Fortenberry traveled to Iraq in July to evaluate U.S. aid efforts and said that “changes have been made and a more direct aid response is underway, which is all for the good.”
However, he emphasized that, “for the economic aid to be sustainable, a new security settlement initiated by the international community but led by the Iraqis is absolutely necessary.”
Another key piece of legislation aimed at helping Iraq’s Christians and other victims of the ISIS genocide finally passed the Senate earlier this month and is expected to be signed into law by President Donald Trump.
The Iraq and Syria Genocide Relief and Accountability Act, sponsored by Rep.

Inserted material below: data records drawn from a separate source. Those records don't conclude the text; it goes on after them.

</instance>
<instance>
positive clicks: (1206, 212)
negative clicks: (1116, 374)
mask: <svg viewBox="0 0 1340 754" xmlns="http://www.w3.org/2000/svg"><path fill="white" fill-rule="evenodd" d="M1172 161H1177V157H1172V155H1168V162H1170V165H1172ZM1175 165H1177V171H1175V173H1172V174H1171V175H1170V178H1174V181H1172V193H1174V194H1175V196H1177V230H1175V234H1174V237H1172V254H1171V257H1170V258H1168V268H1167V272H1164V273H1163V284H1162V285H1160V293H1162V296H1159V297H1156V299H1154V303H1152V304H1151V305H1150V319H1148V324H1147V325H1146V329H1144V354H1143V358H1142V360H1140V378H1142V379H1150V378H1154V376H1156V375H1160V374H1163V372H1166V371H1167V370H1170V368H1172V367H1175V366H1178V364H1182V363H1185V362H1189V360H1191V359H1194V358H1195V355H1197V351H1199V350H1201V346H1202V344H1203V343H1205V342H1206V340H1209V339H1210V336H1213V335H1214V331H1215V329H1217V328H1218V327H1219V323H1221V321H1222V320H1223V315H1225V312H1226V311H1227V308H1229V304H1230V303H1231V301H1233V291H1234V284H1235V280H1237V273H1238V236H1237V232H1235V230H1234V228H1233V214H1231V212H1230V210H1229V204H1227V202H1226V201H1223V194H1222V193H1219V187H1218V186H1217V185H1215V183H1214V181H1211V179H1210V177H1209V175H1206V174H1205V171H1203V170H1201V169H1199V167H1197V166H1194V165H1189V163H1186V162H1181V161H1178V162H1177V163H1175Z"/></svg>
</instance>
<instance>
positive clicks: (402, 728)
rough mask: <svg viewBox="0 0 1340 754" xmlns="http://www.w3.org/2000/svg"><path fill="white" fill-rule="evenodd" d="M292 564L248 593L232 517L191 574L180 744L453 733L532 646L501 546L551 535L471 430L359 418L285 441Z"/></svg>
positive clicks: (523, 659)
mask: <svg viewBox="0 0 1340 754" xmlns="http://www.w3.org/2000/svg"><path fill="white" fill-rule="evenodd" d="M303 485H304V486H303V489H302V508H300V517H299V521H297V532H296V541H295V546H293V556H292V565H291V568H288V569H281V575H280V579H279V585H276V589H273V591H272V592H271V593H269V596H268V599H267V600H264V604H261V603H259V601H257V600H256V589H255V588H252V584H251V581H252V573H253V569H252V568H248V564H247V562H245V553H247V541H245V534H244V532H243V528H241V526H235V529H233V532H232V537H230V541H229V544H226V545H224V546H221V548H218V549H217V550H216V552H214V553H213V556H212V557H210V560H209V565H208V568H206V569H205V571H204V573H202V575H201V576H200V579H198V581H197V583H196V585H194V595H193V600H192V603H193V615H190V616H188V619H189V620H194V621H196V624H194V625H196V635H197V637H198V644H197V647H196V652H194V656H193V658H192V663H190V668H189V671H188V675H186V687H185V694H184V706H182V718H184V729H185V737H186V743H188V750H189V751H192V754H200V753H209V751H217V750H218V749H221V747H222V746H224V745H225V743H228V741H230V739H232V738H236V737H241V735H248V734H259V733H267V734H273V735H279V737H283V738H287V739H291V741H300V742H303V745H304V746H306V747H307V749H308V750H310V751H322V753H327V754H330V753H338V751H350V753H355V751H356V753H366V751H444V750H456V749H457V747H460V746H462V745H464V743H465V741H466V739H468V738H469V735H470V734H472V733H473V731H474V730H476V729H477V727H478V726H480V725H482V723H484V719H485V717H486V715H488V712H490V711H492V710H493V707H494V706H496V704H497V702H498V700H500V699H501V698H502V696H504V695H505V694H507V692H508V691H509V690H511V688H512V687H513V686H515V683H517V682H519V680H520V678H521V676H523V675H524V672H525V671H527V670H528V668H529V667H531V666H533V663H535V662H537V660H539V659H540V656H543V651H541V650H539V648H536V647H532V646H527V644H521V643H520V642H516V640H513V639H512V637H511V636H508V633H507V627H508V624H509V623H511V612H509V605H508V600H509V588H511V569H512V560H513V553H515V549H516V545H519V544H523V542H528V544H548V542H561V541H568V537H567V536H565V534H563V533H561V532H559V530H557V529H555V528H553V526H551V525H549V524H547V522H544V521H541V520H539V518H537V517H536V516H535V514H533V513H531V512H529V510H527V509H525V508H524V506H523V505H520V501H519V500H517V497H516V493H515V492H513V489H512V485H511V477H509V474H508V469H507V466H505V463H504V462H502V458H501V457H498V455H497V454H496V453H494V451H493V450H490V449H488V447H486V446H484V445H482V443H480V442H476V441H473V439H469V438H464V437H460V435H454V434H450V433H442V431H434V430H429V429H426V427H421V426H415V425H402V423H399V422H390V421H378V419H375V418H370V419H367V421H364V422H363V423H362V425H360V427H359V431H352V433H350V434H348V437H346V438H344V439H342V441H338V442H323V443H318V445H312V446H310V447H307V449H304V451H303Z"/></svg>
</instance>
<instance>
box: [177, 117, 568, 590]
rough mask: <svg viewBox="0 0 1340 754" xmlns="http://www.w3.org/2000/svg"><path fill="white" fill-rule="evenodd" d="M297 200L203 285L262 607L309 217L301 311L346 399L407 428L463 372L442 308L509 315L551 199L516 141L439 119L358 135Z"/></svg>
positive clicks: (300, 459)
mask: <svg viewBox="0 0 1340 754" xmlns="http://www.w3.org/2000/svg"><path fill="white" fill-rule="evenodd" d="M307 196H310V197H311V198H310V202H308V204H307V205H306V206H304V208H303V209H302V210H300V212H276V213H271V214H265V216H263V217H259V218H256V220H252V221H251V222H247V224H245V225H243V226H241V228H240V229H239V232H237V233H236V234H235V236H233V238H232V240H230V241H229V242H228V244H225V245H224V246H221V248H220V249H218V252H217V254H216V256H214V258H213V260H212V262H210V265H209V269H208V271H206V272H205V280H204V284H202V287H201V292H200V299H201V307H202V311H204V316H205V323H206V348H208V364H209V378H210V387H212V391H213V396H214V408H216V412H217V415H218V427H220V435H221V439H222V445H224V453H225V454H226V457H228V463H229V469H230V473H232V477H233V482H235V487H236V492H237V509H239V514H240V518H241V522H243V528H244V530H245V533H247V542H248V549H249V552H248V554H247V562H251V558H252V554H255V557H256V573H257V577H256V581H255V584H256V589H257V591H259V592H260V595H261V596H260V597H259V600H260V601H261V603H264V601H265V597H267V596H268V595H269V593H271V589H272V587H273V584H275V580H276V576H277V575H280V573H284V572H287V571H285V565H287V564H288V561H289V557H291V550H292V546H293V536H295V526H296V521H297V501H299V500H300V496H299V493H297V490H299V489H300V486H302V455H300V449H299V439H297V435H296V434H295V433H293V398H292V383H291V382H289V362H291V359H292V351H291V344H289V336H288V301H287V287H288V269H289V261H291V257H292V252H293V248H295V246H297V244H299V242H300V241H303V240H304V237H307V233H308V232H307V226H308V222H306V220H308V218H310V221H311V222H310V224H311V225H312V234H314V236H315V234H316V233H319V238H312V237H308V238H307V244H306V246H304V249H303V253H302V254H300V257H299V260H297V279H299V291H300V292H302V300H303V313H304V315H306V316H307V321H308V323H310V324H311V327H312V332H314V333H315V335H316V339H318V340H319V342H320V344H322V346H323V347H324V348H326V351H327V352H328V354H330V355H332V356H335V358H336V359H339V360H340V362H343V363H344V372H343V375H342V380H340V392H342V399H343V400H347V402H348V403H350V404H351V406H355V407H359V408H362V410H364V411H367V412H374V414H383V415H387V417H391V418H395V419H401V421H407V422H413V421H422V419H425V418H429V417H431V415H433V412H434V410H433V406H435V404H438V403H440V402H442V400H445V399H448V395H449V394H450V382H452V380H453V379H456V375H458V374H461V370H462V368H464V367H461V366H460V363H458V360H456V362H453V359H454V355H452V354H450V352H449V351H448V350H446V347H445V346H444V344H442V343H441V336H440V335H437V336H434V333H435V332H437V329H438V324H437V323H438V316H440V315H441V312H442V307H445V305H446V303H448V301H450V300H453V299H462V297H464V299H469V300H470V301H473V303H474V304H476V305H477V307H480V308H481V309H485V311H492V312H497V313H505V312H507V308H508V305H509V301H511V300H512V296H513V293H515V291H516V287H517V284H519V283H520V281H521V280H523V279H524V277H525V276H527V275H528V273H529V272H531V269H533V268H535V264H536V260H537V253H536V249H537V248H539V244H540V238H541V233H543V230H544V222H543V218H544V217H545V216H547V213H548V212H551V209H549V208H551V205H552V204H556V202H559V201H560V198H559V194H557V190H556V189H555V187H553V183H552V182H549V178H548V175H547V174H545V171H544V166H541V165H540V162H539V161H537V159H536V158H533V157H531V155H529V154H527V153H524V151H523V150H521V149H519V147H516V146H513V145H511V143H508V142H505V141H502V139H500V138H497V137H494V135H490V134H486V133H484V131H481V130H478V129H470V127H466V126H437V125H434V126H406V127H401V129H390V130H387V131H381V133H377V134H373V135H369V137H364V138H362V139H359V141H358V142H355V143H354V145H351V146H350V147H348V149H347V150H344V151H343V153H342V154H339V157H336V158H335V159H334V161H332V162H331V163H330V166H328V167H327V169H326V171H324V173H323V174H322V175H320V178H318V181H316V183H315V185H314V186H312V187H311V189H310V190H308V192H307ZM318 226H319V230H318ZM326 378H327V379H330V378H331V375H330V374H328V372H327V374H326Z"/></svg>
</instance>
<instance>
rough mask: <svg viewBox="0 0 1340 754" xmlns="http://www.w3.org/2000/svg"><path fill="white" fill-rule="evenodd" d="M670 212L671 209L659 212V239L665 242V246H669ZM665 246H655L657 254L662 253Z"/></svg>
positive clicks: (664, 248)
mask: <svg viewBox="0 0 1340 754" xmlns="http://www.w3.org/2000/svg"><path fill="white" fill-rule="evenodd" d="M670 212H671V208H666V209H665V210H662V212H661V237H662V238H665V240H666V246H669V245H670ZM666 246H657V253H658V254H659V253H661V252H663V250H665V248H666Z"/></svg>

Chris Smith, R-N.J., would direct U.S. aid funding to prioritize victims of ISIS, mandate that the State Department gather evidence of the genocide perpetrated by ISIS on Iraq’s religious minorities, and assist in the efforts of other countries to prosecute those behind the genocide.
Smith told the Register that the passage of his bill is “is a significant step forward toward ensuring that U.S. policy helps all the victims of ISIS genocide and leaves no one out.”
“As the U.S. has recently worked to correct the policies which under President Obama excluded these communities from aid, my legislation would give clear direction from Congress to the administration to ensure that humanitarian and reconstruction aid — as well as robust accountability for those who committed atrocities — gets to these communities and enables them to survive into the future,” he said.
Overall, Smith is optimistic that U.S. aid efforts in the region are on the right track.
“I continue to have conversations with the administration on ensuring that U.S. aid reaches the survivors of ISIS genocide who desperately need it,” he said, “and everything I have seen of late suggests that the U.S. is indeed on track to provide for the needs of Christians and other genocide survivors in Iraq. The overall needs of these communities are great, but we are on the way to fulfilling our promise of emergency aid.”
Register correspondent Lauretta Brown writes from Washington, D.C.